The controversy then raging over Vivisection seemed to have interested her Majesty greatly, for at the Jubilee meeting of the Society for the Prevention of Cruelty to Animals there was read a letter written by Sir Thomas Biddulph by the Queen’s instructions, which ran as follows:—

“My Dear Lord,—The Queen has commanded me to address you, as President of the Society for the Prevention of Cruelty to Animals, on the occasion of the assembly in this country of the foreign delegates connected with your association and of the Jubilee of the Society, to request you to give expression publicly to her Majesty’s warm interest in the success of the efforts which are being made at home and abroad for the purpose of diminishing the cruelties practised on dumb animals. The Queen hears and reads with horror of the sufferings which the brute creation often undergo from the thoughtlessness of the ignorant, and she fears also sometimes from experiments in the pursuit of science.

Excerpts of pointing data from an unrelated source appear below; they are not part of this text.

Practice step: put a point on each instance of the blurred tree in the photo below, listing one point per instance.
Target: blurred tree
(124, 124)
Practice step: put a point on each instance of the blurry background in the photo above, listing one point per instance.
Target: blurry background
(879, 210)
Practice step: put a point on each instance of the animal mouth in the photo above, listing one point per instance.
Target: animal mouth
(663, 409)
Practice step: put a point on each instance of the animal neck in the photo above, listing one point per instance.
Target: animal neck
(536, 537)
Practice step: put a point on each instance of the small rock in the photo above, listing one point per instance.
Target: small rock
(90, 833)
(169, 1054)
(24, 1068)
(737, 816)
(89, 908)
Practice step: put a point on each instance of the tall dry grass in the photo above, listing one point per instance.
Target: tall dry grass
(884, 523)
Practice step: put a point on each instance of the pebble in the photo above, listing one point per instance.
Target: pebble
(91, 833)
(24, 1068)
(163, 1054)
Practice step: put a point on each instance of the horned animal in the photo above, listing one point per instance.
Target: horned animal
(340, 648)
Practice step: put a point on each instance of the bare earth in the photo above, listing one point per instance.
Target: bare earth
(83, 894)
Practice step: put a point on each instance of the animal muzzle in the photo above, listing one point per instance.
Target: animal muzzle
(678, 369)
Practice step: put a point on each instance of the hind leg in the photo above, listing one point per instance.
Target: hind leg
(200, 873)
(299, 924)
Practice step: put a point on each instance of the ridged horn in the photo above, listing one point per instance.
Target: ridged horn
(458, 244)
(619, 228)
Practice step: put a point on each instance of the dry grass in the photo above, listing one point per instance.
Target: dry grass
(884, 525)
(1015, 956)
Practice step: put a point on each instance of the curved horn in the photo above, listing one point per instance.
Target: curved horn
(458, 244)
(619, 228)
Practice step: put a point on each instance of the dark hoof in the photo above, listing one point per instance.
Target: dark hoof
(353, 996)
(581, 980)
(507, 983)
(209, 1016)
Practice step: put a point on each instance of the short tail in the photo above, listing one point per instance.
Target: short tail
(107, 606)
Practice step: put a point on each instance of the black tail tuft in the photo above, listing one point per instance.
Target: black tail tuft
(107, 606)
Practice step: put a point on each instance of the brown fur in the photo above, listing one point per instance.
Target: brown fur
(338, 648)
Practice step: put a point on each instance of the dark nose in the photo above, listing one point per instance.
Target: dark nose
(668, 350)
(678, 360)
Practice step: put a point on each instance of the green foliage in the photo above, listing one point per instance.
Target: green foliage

For the removal of the former the Queen trusts much to the progress of education, and in regard to the pursuit of science, she hopes that the entire advantage of those anæsthetic discoveries, from which man has derived so much benefit himself in the alleviation of suffering, may be fully extended to the lower animals. Her Majesty rejoices that the Society awakens the interest of the young by the presentation of prizes for essays connected with the subject, and hears with gratification that her son and daughter-in-law have shown their interest by distributing the prizes. Her Majesty begs to announce a donation of £100 to the funds of the Society.”

On the 23rd of November her Majesty was present, with the Empress of Russia, the Prince and Princess of Wales, and other members of the Royal Family, at the christening of the infant son of the Duke and Duchess of Edinburgh—Prince Alfred of Edinburgh; and on the 3rd of December she received a deputation from France to present her with an Address of thanks for services rendered by Englishmen to the sick and wounded in the war of 1870-71. The Address was contained in four large volumes, which were placed on a table for the purpose of being shown to her Majesty. M. d’Agiout and Comte Serrurier explained the nature of their contents. Having accepted the volumes, the Queen said to the deputation in French, “I accept with pleasure the volumes which you have presented, and which will be carefully preserved by me as records of the interesting historical events which they commemorate. They are beautiful as works of art, but their chief value in my eyes is that they form a permanent memorial of the gratitude of the French people for services freely and spontaneously rendered to them by Englishmen acting under a simple impulse of humanity. Your recognition of those services cannot fail to be appreciated by my subjects, and it will increase the friendly and cordial feeling which I am happy to believe exists between the two nations.” The volumes were placed in the British Museum.